Dave-UK said:
I think you are worrying too much about wear and tear on an SSD.
This will tell you how long you've got left.
(There's a free or pro version)
http://www.ssd-life.com/
Interesting. Two things I note from that site:1. The software (ssd-life) doesn't actually do any tests; it just
reports SMART data from the drive in a friendly way (including making
note if you run it two or more times and predicting a life from that).2. I hope I've got this wrong, but it seems to imply that once an SSD
has reached the end of its life, which seems to be decided _by the SSD
itself_, it switches to read-only.Oh, and a third thing: individual cells can be written to about ...

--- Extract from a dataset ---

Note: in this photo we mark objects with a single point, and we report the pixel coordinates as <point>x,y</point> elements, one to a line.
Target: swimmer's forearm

originally, 10,000 times; recently revised down to 5,000. With the wear
levelling that's (I think) built into the drive's hardware (more likely
firmware), this translates to 20G writes a day for 5 years for some
Intel drive (it gives the model number but not what size it is).

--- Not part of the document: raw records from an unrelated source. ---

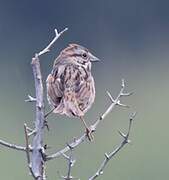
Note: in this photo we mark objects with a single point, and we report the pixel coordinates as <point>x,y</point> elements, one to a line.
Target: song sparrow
<point>70,86</point>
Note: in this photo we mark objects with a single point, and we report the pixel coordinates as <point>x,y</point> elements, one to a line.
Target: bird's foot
<point>89,134</point>
<point>46,124</point>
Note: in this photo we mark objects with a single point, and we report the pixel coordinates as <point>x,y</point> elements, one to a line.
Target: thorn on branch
<point>30,99</point>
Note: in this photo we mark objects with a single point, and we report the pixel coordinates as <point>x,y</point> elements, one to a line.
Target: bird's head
<point>79,55</point>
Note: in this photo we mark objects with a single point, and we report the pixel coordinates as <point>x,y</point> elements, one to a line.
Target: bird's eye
<point>84,55</point>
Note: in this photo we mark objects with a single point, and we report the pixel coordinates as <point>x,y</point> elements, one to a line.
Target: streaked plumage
<point>70,86</point>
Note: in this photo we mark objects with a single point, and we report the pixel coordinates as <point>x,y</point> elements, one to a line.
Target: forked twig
<point>78,141</point>
<point>109,156</point>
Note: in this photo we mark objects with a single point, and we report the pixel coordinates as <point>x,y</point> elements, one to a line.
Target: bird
<point>70,85</point>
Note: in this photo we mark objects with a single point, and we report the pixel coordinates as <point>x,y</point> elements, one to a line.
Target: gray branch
<point>37,159</point>
<point>12,146</point>
<point>78,141</point>
<point>108,157</point>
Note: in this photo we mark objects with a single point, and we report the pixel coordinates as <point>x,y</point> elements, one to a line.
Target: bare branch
<point>77,142</point>
<point>12,146</point>
<point>108,157</point>
<point>30,99</point>
<point>38,154</point>
<point>57,35</point>
<point>71,163</point>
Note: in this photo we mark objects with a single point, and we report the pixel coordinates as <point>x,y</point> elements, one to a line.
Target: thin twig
<point>27,144</point>
<point>108,157</point>
<point>12,146</point>
<point>37,160</point>
<point>71,163</point>
<point>57,35</point>
<point>93,127</point>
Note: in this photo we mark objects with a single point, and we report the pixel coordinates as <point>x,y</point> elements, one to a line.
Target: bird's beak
<point>93,58</point>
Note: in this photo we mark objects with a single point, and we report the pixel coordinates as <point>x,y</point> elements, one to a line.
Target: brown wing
<point>54,88</point>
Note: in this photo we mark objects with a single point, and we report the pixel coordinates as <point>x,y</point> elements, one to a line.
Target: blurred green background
<point>131,37</point>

It seems to me, though, that as SSDs become more common, there needs to
be a tweak to OSs, such that frequently-written files - the registry,
page files, etc. - are treated differently by the OS. (Though if SSDs
are expected to last five years, that'll probably not happen, as OS
manufacturers want us to replace the OS - and by extension the computer
- more often than that. But that's just me being cynical.) Actually, I
think this sort of behaviour - commonly-modified files being treated
differently - should have been around long ago anyway.